Con el último partido como espejo, Berges detalló que hay "situaciones que no nos podemos permitir" y, aunque incidió en que el Córdoba hizo mucho más que el Hércules para ganar los tres puntos, sí reconoció que su equipo estuvo "mal en las dos áreas; del resto, y quitando el inicio, pienso que el equipo hizo cosas como para ganar, pero donde se deciden las cosas, que es en las áreas, estuvimos mal y eso nos costó el partido". Entre otras cosas porque en defensa hubo desajustes gravísimos que regalaron dos goles a un colista que, con el marcador a favor, sacó a relucir la experiencia que atesoran la gran mayoría de sus futbolistas. 

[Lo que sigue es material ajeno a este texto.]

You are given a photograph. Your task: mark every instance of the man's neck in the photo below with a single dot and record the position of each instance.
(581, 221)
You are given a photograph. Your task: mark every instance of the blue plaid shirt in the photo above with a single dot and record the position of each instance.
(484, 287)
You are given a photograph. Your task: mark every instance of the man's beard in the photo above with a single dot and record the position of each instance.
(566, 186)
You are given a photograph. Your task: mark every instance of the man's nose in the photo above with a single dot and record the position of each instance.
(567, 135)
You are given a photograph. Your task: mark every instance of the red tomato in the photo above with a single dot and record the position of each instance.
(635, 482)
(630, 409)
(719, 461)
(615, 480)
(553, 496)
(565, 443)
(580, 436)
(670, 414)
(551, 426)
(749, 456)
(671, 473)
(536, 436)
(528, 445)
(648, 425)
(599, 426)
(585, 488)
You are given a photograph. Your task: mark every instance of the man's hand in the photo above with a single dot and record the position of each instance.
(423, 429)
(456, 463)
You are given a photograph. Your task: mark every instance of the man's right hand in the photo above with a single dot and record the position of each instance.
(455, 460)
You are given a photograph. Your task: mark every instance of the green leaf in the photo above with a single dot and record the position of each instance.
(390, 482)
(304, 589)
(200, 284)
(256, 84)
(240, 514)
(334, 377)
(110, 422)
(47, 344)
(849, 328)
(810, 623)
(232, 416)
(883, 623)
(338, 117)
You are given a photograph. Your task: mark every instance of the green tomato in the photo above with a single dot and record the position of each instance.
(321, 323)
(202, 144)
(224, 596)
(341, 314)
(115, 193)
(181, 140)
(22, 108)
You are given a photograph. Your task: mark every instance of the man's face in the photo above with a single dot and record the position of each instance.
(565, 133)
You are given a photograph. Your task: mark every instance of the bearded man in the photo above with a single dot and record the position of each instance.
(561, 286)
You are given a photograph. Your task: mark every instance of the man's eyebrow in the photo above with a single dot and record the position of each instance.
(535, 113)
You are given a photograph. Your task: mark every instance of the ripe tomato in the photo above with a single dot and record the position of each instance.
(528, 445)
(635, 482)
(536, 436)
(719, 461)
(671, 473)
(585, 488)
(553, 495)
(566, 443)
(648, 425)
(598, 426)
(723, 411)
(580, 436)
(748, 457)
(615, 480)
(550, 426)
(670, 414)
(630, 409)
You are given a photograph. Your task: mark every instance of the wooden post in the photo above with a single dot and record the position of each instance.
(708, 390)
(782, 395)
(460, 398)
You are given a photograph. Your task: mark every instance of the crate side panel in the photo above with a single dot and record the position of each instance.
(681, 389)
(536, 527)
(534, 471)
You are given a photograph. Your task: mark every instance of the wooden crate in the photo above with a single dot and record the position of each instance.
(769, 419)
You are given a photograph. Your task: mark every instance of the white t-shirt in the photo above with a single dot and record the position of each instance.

Pero, ¿cuáles fueron los grandes lunares? La pérdida de la fortaleza defensiva, principalmente. Porque con un rival que apenas llegó a inquietar, un aspirante a todo como el conjunto blanquiverde no puede permitirse "el lujo de que cuando nos tiren muy poco nos hagan dos goles". Más si cabe porque ahora vienen equipos "con muchísimo potencial y habrá días en que no nos van a llegar sólo dos veces, sino mucho más". Así que la clave no es otra que minimizar los tantos encajados, ya que la estadística dice que "los que encajan poco son los que están arriba". Así que "esa debe ser una de nuestras metas, aunque sea defendiendo a nuestra manera, con balón, adelantados y tratando de llevar la iniciativa, pero en el balón parado debemos de ser fuertes, duros y competitivos". 



La pelota parada es otro déficit importante. De los 16 goles que ha recibido Alberto García, siete han llegado en estrategia. Un hándicap que se acrecentó en Ponferrada y ante el Hércules, con cuatro de los cinco de esa factura. Un problema al que se ha sumado más de una vez un inicio del partido titubeante, sin chispa, que ha dado alas al enemigo. Pasó en la fase de inicio del torneo y se repitió el pasado domingo. Es algo que no ha pasado desapercibido para el entrenador, que estos días ha tratado de hacer ver al grupo que no puede "salir al campo diez minutos sesteando ni conceder situaciones a balón parado". 



"Que en un futuro podremos encajar algún gol a balón parado, seguro porque esto es fútbol, pero la plantilla se debe de dar cuenta de que no podemos salir concediendo, porque cuando hemos salido bien, hemos estado bien. Eso no puede volver a suceder. Necesitamos ese plus de competitividad en acciones como la del balón parado para que el equipo crezca aún más, así que nos tenemos que mentalizar todos de que ahí tenemos que mejorar porque eso va a ir en beneficio del equipo", finalizó Berges.